The most prominent feature identified by ML methods was metoprolol. Our study reveals a correlation between metoprolol administration and the prognosis of critical MI patients. Specifically, in patients with ST-elevation myocardial infarction (STEMI) undergoing primary PCI, early intravenous metoprolol administration before reperfusion has been associated with higher long-term Left Ventricular Ejection Fractions (LVEF), reduced incidence of severe left ventricular (LV) systolic dysfunction, fewer indications for implantable cardioverter defibrillator (ICD), and decreased admissions for HF (26). Early-blocker therapy has been widely recommended as an integral component of emergency treatment for suspected MI (27, 28). However, ongoing ambiguity regarding the appropriate use of intravenous-blocker therapy has persisted for several years (29–31). Our model illustrates that metoprolol significantly contributes to predicting the 30-day mortality risk in patients with critical MI.

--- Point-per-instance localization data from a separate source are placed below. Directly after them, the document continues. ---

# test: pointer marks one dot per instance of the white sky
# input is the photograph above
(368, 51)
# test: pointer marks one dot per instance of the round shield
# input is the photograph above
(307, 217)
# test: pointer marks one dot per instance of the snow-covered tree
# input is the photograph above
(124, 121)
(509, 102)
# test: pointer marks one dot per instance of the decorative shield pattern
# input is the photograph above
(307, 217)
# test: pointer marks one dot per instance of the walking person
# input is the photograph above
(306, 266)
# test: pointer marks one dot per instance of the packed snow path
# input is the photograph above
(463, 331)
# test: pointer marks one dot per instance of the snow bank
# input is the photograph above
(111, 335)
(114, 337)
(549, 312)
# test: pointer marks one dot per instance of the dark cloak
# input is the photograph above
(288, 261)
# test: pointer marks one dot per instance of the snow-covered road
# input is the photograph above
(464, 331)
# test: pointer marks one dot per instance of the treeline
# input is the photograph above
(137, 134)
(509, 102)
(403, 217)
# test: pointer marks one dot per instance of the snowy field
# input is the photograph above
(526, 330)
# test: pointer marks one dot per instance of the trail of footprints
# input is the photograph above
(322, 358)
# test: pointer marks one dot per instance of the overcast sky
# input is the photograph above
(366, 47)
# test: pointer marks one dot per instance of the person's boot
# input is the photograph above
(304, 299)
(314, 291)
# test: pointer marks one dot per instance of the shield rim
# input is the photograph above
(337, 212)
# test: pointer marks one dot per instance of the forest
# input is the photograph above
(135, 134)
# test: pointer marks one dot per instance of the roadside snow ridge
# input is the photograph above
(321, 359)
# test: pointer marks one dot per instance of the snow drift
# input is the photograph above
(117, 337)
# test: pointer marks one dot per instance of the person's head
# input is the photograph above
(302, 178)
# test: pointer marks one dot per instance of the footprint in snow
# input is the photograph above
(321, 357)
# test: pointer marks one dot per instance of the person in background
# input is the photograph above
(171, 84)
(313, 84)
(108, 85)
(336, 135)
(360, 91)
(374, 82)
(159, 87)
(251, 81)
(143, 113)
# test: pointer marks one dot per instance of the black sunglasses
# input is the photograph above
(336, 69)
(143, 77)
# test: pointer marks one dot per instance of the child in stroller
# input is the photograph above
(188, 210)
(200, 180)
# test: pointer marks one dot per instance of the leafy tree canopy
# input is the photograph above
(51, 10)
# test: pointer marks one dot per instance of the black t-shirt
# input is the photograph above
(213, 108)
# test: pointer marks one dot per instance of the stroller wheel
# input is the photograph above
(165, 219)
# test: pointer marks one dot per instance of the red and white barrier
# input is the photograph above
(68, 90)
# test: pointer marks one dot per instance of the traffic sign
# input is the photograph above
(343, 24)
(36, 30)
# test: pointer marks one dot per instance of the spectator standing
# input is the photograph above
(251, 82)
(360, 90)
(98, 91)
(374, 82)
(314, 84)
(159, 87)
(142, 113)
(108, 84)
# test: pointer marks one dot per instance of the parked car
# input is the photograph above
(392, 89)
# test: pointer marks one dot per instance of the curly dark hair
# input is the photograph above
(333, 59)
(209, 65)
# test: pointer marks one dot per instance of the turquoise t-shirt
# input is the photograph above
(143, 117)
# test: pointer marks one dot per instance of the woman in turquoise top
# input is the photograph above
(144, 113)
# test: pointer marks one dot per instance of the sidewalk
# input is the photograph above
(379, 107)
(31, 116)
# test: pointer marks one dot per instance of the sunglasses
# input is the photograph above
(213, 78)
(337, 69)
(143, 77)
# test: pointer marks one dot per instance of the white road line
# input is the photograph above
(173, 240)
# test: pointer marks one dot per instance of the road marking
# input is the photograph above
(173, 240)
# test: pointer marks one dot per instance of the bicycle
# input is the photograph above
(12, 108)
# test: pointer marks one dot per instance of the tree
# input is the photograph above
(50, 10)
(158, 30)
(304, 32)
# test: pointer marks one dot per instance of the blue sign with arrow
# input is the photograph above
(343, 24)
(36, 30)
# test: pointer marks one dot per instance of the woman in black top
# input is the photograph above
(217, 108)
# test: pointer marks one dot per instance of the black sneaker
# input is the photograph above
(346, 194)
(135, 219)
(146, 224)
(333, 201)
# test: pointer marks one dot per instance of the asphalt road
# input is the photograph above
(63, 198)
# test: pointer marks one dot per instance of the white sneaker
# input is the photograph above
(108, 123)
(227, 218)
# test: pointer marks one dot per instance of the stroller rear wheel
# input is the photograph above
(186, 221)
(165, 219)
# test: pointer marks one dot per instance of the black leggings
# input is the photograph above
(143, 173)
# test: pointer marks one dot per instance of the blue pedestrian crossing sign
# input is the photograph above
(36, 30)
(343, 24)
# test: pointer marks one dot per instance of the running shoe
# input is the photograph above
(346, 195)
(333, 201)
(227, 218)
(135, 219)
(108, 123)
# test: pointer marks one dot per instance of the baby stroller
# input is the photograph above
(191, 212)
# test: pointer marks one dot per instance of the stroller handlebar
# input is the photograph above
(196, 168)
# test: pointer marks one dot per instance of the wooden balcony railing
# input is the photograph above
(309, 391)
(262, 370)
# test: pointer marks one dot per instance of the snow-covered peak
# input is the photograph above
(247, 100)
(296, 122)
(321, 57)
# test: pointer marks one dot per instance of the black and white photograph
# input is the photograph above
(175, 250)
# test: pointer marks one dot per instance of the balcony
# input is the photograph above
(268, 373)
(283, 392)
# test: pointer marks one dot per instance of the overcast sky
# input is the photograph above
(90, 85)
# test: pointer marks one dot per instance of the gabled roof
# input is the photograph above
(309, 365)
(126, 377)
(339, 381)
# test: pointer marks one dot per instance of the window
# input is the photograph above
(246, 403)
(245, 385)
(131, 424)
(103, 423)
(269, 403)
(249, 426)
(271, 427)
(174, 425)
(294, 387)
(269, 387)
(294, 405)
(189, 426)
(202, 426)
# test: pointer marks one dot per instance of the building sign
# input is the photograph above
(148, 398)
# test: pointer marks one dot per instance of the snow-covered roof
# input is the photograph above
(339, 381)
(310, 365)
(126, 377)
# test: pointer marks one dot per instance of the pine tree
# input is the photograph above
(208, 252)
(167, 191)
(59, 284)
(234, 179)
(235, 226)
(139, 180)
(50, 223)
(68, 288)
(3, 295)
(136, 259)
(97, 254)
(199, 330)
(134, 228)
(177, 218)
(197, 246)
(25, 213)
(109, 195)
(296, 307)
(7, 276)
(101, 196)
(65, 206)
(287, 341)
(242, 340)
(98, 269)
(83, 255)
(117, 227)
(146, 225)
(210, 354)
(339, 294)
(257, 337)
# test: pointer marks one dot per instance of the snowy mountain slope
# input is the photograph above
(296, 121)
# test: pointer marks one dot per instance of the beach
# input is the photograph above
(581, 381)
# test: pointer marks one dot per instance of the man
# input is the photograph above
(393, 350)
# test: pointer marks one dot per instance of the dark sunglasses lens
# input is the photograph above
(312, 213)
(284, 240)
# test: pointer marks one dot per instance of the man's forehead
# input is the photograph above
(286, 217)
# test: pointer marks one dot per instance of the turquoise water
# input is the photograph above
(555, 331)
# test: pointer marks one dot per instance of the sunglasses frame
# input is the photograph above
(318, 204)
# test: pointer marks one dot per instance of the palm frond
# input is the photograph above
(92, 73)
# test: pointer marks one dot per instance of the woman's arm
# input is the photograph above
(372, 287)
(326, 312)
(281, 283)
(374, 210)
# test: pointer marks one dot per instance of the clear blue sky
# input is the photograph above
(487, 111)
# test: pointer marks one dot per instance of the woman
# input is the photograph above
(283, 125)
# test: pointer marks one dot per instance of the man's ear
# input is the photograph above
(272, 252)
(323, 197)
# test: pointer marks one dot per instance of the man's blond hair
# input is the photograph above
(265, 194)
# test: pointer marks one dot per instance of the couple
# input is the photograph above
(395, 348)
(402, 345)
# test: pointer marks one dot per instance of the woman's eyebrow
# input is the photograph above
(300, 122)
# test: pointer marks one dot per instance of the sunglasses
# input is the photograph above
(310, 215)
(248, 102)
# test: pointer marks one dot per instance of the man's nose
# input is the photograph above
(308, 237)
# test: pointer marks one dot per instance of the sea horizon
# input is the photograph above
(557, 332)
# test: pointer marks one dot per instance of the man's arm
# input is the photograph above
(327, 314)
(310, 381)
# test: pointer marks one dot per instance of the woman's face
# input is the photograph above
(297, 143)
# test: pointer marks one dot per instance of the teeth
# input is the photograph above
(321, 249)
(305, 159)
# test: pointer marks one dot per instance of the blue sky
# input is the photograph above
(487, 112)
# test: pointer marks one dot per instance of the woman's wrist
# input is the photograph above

In alignment with previous studies, our research identified the acid–base balance as a robust prognostic predictor. Zhu et al. demonstrated that the L/A ratio, bicarbonate concentration and hemoglobin level possess predictive value for 30-day mortality in patients with MI (32). Furthermore, lower serum bicarbonate levels upon admission were found to independently predict mortality in a substantial cohort of consecutive patients with cardiogenic shock hospitalized in the CCU. With the availability of point-of-care blood gas and electrolyte analyzers in the CCU, we propose that baseline serum bicarbonate levels could serve as an additional biomarker for risk identification and stratification in critical MI patients.

BUN levels also exerted a significant impact on the total point score in our model, with elevated BUN levels associated with increased 30-day mortality. The present findings align with previous studies, suggesting that a higher BUN/Cr ratio is linked to an increased risk of in-hospital mortality in patients with non-STEMI (33). Moreover, elevated levels of BUN and BUN/creatinine ratio upon admission have been identified as independent predictors of long-term mortality in patients diagnosed with STEMI (34). These consistent findings underscore the relevance of incorporating BUN levels into prognostic models for predicting the outcomes of patients with MI.

In addition to metoprolol, bicarbonate and BUN, other variables such as age and SpO₂ hold relative importance in stratifying a patient's risk. Age is universally acknowledged as a critical risk factor for poor prognosis in CAD, and the mortality risk in MI patients escalates with advancing age (35). Moreover, with increasing age, bodily functions deteriorate, and physiological compensatory functions diminish, all of which contribute to an elevated risk of MI events (36, 37). Meanwhile, low-normal baseline oxygen saturation or the onset of hypoxemia has been identified as an independent indicator of poor prognosis (38). For patients experiencing hypoxia, personalized oxygen treatment guided by dynamic oxygen saturation is recommended.

Limitation

Nevertheless, this study has several limitations. Firstly, the decision to admit patients to a CCU may be influenced by various factors, including practitioner judgment, institutional policies and hospital capacity, potentially introducing bias to our prediction scores. In addition, certain variables such as insurance status, marital status, troponins and natriuretic peptides were not included in the study, which may have impacted the accuracy of the results. We fully recognize the critical role of biomarkers such as troponins and natriuretic peptides in the diagnosis and treatment of myocardial infarction, and we acknowledge their absence as a significant limitation of our study. This also reflects the constraints of the database utilized, where these markers were missing at a rate exceeding 30%, precluding further in-depth analysis. Secondly, the retrospective nature of this research may introduce selective bias, and we rigorously included eligible patients according to predefined criteria to mitigate this potential bias. Thirdly, being a single-center study, the sample size was relatively modest. While the robustness of our risk model was rigorously tested through internal validation using bootstrap testing, the generalizability of these study results to other populations remains uncertain. Lastly, our model may primarily serve to promptly recognize critical clinical situations at the bedside and might not offer additional insights into potential life-threatening pathophysiological mechanisms.

Conclusion

We developed the 30-day mortality prediction model for CCU-admitted MI patients. This tool incorporates a concise set of routinely collected variables, facilitating ease of use at the bedside. Moreover, it can be seamlessly integrated into CCU monitoring technology, enabling automated notifications to CCU staff at various stages of the illness.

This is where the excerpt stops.